定款の作成、資本金の払込、登記申請、印鑑届出、法人設立届出、保険関連と年金の届出、一通り済ませた事を伝え、後は各所からの確認完了待ち。来月中旬には無事始められそうだが、事務所のレイアウトが1月末ぐらいになりそうなので、仕方無し2月1日を開店目安として進めることにした。
「ここまでで質問あるか?」
「ないです。ありがとうございます」
注文していたフライドポテトと唐揚げが猫ロボによって届く。
この猫ロボ、凄いんだけど俺の料理を載せたまま知らないおじさんに突進を繰り返してた事があり、まだ少し信用してない。
特段質問もなく聞いていた胡桃沢だったが、ここで一つ質問を受ける。
「あの…諸々やってくれてありがとうございました。ちょっと気になったんですけど…実際は働く事になった時…私って何すれば良いですか?」
「なんだ胡桃沢、働いてくれる気になったのか」
「なんか社長室でネトフリ見てるつもりでしたが、諸々の諸経費や実際に事が進んでるのを見たら、失敗しないように出来る事はするべきだなと。働いたほうがいいなと。」
「最近寒いからな…熱でも出たのか?確かおじやあったぞさっきメニューに」
タブレットを操作したぽちぽちする。
「別に調子悪く無いです。少し頑張りたくなったんですよ」
「じゃあ、この後病院に連れて行かなくてもいいんだな。助かる」
「そんな重症かな私の怠惰って!?」
「胡桃沢にやってもらう仕事ねぇ。宅建も取ってくれたし、普通に不動産周りはがっつり内見〜契約までやってもらえると嬉しいな。なんだかんだ暫くは1番単価の高い仕事は仲介になるだろうし」
「わかりました。実際宅建の勉強してて少しやってみたいと思いましたしやりますよ」
「OKだ。じゃあ次は店舗営業に関して何だが、まず休業日なんだが、これは水・日でいいか?」
「えっ…土曜日はお仕事ですか?なぜですか嫌がらせですか??」
「不動産仲介で休日定休はないだろ。まあでも俺も日曜は休みたいから間をとって水・日だ」
「まあ仕方ないですね…土曜日も働くか…」
「便利屋もどちらかというと土日の稼働が多い気がするんだよな。ここは最悪適宜休日出勤という事で」
「頑張ってくださいね」
「そんな笑顔で見ても無駄だ。場合によってはお前も出ろよ」
「次に収入源の仲介の報酬はまあ仲介手数料原則0.5ヶ月だな。あとはオーナーからの広告宣伝費で」
「広告宣伝費ってなんですか?」
「まあ平たくいうと、物件に設定されてるオーナーからの報酬だな。でも名目上報酬を払えないから、広告宣伝費としてお金を貰うんだ」
「何から詐欺みたいですね」
「慣習だよ慣習。賃料の1ヶ月前後が多いな。だから10万の物件成約したら仲介手数料で5万+広告宣伝費で10万で15万ぐらいかな。」
「へぇーまあ悪くないですね」
「ファミリー物件や広告宣伝費2ヶ月なら1回で50万近く稼げるからな。都心なら営業マン一人当たり、月200万ぐらいが平均の売上だったはずだ。
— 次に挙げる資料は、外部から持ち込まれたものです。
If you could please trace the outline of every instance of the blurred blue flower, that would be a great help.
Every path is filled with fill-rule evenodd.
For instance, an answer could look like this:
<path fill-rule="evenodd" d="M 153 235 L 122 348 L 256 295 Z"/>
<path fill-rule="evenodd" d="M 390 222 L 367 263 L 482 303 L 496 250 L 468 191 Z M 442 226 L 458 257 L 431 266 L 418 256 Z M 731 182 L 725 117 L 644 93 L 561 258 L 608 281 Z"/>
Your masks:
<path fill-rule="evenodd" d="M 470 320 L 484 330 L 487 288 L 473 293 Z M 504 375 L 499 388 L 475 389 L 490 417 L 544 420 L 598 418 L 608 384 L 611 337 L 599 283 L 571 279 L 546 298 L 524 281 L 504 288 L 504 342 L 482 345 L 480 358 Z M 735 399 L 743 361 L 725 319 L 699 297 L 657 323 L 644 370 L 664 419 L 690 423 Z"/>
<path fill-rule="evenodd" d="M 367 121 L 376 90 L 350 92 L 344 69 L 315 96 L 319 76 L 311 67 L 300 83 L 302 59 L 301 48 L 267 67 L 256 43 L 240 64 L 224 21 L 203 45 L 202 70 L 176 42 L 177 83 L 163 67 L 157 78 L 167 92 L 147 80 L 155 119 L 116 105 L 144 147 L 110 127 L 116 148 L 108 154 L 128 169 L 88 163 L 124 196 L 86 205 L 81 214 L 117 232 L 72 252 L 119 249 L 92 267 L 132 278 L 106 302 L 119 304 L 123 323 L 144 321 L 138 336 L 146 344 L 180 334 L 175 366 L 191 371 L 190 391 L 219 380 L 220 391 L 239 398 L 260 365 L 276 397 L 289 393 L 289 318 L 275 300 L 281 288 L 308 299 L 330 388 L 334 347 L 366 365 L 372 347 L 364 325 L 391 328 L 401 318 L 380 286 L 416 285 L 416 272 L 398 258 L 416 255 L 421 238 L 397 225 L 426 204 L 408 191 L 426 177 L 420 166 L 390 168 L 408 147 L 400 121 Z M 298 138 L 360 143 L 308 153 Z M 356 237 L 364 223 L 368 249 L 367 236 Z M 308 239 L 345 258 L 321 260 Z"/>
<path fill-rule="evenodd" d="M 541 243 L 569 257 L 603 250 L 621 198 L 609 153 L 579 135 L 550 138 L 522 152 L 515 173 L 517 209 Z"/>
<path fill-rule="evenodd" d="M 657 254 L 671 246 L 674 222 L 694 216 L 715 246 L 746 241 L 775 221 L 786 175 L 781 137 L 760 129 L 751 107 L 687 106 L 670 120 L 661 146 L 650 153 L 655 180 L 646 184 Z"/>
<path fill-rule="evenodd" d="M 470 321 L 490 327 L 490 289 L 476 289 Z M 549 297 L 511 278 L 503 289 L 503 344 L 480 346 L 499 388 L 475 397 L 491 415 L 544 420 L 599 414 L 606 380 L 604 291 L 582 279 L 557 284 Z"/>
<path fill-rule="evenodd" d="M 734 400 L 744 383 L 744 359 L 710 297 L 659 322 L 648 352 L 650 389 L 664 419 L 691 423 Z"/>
俺は200万〜300万で稼働する予定だ。胡桃沢も少し稼いでくれるとありがたい」
「なんかそう聞くとそこそこ稼げそうですね」
「まあ家賃とか交通費とか保険とか諸々差し引くと意外と残らないのが現実だ。サボったらサボった分だけ売り上げが落ちるからな。ハードワークだよ」
そう。常にノルマに追われながら働き続けなければいけないのが仲介のキツイところだ。
「ええと…次にレイアウトなんだが、こんな感じでいいかな?」
業者とのやり取りでもらった図面とパース図面を見せる。
「…この奥の小部屋はなんですか?」
「社長室」
「えっ!?せまぁ!重罪人の独房ですか?」
「我慢しろ、本当はいらないと思ったんだがお客さんの前でサボられてもよくないからな」
「個室あてがってくれたのはありがたいけどサボり前提だからですか…。まああるだけマシか!カウンターがあって打ち合わせのテーブルがあって、裏側にパソコンとかですか。シンプルですけど了解です」
「じゃあレイアウトもOK…不動産周りはもう大丈夫かな。業務に必要なシステムも宅建業界の免許番号取れたら申請しておく。1月中には間に合うだろう」
「何ですか必要なシステムって」
「業者用の物件検索サイトだよ」
「ほぇーよくわからんが了解です」
「まあやる時に説明するから。じゃあ仲介周りの確認は以上。あと便利屋の方なんだけど、依頼料ってどうする?」
「依頼料ですか?」
ポテトを食べながら聞いてくる。
「基本料は人工考えると1時間あたり2000円、業務によって+αと思ってるんだけど」
「安くないですか?バイトに毛が生えたような」
「でもイメージ草むしりとか結婚式の人数合わせとかそんなんだぞ。あんまり高くしても来ないと思うんだよな」
「不動産の人脈作り+片手間ですからね。まあそんなもんかなぁ」
「OK。じゃあその前提で看板とか予算組みしとく。ついでホームページとSNS作成の話だ。ネット集客がかなり大事だからな。ホームページ作って、その後SNS回してホームページからお客さん取ってくぞ」
「ホームページ作成ですか…有栖川さんが作るんですか?」
「簡単なのなら作れるけど、きっちりしたのがいいから業者に頼むよ」
「どれくらい?」
「安いとこで20万位かな。特に拘りなければ俺が進めとくけど」
「ごちゃごちゃしたよりシンプルな方がいいですね。私の好みだと」
「安心しろ俺もそっち派だ。年明け何回か業者と打ち合わせあるから来てくれよ」
「了解です。1月10日以降なら卒論終わってほぼ空いてます」
「おう。まあレールは作ったし諸手続きも概ね完了待ちだから。あとは1月はレイアウト工事とホームページぐらいかな」
「助かりますねぇ」
「そういえばお前、年末年始は実家に帰るのか?というか…今更だが胡桃沢って1人ぐらいだけどどこの出身なんだ?」
会ってから数ヶ月経つが、そういえば聞いた事がない。知るタイミングもあったのかもしれないが、関係は歪にしろ女子大生のだいぶ年下という事でなるべくプライベートな事は踏み込まないようにしていたからだ。本来俺とは関わりを持たない人種。探られても嫌だろうが、話の流れで聞いてしまった。
「私ですか?出身東京ですよ」
「そうなのか、じゃあ東京出身なのに一人暮らしさせて貰えてるのか」
出身こっちで三茶で1LDKとかなかなかの贅沢っぷりである。こいつ、選ばれ者か実は?